Nessun problema, non sono più indispensabili gli audaci cercatori subacquei e, ormai, non serve più nemmeno acqua salata o dolce per le colture perlifere: la scienza sta insegnando all’industria della bigiotteria come realizzare qualsiasi perla tu desideri, facendo a meno perfino delle ostriche! Per questo, quando passa una donna, nessuno più si domanda che tipo di perla stia sfoggiando, l’importante è immaginare che sia ‘vera’.

Benevento, terra di magie avvolta dalle acque di fiumi, dovrebbe chiedersi se esista al mondo qualcosa di più ambiguo di una ‘perla vera’, nata da terra e acqua insieme, anfibio dono della natura che ogni tanto nasce chissà dove nel mare da un animale aggredito da granelli di sabbia per emergere poi sul corpo femminile.

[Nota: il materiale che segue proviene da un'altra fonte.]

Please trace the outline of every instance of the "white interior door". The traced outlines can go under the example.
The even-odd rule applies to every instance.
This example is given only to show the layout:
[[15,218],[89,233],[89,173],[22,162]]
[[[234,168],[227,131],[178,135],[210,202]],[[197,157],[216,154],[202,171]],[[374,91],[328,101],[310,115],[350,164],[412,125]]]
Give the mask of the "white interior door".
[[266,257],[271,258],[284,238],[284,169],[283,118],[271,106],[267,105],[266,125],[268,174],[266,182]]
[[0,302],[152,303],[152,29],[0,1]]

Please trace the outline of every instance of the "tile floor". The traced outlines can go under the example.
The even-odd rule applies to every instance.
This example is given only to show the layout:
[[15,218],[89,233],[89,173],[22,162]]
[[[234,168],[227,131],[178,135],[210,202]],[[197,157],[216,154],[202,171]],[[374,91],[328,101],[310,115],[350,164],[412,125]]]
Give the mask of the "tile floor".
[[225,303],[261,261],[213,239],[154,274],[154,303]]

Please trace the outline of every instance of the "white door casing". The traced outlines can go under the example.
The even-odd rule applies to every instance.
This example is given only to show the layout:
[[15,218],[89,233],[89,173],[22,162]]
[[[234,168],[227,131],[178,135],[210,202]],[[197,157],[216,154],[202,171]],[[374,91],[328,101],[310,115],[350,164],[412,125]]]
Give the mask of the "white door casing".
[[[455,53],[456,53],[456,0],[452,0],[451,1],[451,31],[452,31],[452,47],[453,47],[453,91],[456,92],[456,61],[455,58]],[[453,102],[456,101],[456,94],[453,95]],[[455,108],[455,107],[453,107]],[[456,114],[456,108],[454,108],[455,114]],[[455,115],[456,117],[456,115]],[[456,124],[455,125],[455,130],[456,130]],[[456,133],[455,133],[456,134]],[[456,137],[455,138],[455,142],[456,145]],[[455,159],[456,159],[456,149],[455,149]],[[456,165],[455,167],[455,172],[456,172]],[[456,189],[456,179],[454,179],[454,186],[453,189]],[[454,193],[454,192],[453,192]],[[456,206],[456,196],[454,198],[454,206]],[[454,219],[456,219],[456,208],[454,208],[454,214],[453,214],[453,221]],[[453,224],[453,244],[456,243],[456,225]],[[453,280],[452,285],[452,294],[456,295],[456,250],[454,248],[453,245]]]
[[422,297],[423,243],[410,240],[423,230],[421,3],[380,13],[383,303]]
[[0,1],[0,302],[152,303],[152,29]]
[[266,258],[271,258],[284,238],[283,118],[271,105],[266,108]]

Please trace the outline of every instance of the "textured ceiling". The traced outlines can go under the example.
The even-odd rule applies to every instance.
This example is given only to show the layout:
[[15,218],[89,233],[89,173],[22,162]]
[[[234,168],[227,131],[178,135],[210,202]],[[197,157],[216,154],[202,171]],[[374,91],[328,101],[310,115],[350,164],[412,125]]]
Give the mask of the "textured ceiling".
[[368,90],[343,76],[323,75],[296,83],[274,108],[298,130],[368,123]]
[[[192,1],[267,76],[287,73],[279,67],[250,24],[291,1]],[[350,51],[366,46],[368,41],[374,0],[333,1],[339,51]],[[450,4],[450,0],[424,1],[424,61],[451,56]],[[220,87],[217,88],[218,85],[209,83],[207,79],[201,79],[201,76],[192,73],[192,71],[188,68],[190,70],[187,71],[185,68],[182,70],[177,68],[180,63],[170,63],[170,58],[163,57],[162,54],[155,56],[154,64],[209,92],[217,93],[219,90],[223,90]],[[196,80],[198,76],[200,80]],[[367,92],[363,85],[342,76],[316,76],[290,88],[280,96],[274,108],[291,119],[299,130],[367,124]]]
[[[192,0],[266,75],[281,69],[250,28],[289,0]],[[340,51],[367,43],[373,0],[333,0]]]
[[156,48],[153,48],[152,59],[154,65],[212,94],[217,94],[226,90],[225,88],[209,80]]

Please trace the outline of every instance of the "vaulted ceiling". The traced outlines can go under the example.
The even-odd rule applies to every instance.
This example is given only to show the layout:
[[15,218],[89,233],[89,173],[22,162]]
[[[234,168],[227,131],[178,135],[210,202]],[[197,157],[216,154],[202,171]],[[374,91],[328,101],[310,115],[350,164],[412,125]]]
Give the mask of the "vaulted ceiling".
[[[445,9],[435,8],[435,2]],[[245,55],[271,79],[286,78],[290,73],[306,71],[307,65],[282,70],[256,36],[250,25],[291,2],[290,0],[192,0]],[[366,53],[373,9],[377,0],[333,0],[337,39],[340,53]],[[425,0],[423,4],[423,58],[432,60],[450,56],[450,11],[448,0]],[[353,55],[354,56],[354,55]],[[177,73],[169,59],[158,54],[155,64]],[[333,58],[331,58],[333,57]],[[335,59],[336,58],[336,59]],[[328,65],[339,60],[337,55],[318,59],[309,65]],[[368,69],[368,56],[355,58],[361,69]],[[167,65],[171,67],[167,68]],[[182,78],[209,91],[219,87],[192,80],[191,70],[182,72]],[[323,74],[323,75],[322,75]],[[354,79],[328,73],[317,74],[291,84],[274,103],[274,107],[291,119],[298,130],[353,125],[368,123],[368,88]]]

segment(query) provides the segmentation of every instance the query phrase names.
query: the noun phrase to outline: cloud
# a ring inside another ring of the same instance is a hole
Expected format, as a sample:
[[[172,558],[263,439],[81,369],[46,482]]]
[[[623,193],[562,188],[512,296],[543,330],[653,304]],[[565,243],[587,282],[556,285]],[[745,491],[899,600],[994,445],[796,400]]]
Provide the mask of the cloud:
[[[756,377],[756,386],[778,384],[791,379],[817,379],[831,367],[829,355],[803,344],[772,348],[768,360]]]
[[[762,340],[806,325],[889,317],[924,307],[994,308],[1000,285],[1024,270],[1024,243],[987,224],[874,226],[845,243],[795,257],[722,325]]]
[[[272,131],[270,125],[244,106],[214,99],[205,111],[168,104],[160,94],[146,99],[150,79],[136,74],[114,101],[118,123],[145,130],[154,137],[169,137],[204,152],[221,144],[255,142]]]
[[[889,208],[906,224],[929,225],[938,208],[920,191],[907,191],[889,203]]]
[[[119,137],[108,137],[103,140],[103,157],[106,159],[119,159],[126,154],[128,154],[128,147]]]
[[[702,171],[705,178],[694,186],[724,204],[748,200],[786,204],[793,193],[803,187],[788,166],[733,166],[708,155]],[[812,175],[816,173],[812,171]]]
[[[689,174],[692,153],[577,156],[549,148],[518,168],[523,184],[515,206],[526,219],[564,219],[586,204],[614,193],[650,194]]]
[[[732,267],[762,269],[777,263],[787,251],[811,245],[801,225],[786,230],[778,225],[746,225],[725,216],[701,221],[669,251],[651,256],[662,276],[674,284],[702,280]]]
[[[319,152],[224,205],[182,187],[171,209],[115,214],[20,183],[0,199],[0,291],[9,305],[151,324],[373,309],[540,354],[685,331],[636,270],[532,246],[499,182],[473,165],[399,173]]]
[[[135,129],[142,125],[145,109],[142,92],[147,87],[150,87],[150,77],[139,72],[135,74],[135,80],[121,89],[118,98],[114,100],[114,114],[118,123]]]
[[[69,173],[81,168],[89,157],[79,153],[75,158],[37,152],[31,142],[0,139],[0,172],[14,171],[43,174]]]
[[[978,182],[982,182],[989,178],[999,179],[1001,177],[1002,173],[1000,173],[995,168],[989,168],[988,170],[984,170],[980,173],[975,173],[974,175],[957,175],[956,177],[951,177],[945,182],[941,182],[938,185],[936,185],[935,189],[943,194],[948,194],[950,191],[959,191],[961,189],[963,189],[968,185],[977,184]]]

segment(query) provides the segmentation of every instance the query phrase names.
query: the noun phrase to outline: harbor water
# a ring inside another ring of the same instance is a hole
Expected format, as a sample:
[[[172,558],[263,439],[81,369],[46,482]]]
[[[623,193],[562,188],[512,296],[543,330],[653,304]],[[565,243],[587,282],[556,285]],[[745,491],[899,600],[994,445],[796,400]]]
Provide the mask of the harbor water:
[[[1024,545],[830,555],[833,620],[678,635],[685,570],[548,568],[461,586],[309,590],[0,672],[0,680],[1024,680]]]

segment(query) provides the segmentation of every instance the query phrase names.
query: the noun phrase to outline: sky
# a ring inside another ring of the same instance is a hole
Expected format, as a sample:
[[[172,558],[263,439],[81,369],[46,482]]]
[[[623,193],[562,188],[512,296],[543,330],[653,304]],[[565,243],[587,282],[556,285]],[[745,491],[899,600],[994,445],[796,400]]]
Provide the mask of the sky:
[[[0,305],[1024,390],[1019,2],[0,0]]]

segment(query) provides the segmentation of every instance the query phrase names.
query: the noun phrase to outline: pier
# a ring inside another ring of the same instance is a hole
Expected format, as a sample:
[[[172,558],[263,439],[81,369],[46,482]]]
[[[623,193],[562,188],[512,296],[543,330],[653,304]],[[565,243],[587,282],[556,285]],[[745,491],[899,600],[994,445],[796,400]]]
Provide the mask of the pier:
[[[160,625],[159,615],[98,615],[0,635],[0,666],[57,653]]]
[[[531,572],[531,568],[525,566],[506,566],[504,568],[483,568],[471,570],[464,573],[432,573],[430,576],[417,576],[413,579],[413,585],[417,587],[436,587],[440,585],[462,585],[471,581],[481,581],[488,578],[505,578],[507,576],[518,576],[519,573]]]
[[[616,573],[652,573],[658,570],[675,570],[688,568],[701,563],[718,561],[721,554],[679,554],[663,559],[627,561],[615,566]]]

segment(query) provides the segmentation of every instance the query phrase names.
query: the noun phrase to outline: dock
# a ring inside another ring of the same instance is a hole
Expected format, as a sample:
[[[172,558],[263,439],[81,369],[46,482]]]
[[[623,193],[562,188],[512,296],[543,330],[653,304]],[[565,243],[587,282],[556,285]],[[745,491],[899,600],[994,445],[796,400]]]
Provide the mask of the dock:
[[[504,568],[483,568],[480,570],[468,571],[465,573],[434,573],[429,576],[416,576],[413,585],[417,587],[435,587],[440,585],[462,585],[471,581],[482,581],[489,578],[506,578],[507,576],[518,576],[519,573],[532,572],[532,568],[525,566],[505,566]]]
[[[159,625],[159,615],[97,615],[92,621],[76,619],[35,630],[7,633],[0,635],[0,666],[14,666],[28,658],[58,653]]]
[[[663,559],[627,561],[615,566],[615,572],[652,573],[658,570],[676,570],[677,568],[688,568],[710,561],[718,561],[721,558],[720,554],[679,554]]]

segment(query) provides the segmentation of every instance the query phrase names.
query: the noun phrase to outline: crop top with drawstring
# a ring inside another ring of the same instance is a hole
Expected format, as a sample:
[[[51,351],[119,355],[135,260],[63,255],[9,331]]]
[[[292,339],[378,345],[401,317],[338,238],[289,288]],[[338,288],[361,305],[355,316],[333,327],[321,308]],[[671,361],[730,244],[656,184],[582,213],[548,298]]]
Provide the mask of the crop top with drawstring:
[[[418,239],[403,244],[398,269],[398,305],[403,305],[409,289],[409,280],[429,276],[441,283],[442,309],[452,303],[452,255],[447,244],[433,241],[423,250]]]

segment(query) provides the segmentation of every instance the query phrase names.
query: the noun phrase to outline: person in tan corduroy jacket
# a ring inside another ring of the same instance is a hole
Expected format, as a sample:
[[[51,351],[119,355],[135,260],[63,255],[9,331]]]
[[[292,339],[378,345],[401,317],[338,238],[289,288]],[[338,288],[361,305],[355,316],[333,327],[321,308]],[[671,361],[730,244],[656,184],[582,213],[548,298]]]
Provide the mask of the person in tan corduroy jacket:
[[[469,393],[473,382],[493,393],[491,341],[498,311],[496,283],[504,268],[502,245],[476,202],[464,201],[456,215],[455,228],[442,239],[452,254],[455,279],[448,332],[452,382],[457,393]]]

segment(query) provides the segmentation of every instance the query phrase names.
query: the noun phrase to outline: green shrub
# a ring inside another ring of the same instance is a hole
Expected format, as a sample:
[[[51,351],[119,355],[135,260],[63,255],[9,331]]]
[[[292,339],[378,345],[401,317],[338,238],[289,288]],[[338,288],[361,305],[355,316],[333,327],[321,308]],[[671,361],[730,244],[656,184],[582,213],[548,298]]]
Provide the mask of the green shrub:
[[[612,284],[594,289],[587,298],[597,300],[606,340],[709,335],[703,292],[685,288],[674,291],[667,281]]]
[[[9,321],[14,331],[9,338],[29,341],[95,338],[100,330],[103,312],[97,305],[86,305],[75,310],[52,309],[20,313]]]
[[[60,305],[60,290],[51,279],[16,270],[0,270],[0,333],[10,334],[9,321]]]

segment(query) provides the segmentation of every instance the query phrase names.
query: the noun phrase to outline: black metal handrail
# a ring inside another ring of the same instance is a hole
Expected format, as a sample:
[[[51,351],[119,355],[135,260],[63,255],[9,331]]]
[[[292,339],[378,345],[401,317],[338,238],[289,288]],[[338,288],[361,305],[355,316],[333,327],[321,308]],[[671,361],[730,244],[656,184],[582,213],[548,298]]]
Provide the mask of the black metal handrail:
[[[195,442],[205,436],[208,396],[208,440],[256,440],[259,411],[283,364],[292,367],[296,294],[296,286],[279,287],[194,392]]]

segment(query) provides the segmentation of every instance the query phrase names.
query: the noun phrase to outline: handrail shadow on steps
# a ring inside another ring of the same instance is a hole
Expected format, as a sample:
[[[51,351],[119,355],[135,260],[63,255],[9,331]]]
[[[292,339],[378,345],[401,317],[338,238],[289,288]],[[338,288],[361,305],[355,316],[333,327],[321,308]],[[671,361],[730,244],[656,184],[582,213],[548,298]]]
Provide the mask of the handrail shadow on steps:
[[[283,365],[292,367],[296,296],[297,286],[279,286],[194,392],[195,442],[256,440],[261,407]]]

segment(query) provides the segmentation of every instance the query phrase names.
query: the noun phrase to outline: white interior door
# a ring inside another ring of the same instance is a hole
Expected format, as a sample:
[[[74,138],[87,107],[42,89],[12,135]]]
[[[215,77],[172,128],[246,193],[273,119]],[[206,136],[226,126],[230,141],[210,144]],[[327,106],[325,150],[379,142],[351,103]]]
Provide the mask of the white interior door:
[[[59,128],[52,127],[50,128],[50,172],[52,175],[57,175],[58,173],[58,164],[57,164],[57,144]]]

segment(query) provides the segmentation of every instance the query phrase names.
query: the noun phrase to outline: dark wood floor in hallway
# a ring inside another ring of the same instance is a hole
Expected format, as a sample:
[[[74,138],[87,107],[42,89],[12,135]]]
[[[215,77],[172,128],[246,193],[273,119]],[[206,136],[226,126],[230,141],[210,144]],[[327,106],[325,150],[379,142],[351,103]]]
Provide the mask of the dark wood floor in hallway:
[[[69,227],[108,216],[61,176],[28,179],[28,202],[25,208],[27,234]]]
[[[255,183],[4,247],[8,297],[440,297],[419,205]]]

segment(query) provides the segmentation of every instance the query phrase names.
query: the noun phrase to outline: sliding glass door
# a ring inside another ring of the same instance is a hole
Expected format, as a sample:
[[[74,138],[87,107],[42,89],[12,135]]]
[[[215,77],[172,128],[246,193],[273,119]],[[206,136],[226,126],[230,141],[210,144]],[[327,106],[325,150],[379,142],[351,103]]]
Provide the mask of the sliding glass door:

Introvabile per chi va a cercarne una, rischiosa da pescare tra gli squali, la ‘perla vera’, ammettiamolo, si circonda di mistero col suo fascino malioso, soprattutto se esibita per simularlo, e in tal senso una collana di perle tra le mani di una donna diventa arma più pericolosa del filo di un rasoio. Forse per questo le seduttrici d’una volta la chiamavano “il filo”, l’ultimo ornamento da indossare per farsi belle, il primo da togliere con cura in un incontro d’amore.

Tanto sono state credute indispensabili le ‘perle vere’, che la mitica stilista Coco Chanel provò a capovolgerne il senso nell’immaginario universale. Lei indossava perle a valanga, ma tutte rigorosamente ‘false’, come per dire: “di perle vere ce n’è una soltanto, e quella sono io!”.

E’ arrivata dunque l’ora del tramonto per la perla veramente vera? Che abbia portato sfortuna perfino a se stessa? Direi piuttosto che a portare sfortuna alle ‘perle vere’ sono state proprio le donne da quando hanno cominciato a pretendere che quell’oggetto del loro eterno desiderio venisse moltiplicato all’infinito, diventando democratico.

Ormai ogni donna sa bene quanto poco valgono le proprie perle: quando cala la notte e si libera di vesti, anelli, bracciali, orecchini, e depone la collana di perle sul comodino come in un rito, è consapevole di avere disorientato il mondo. Ma non intende certo “perdere il filo”.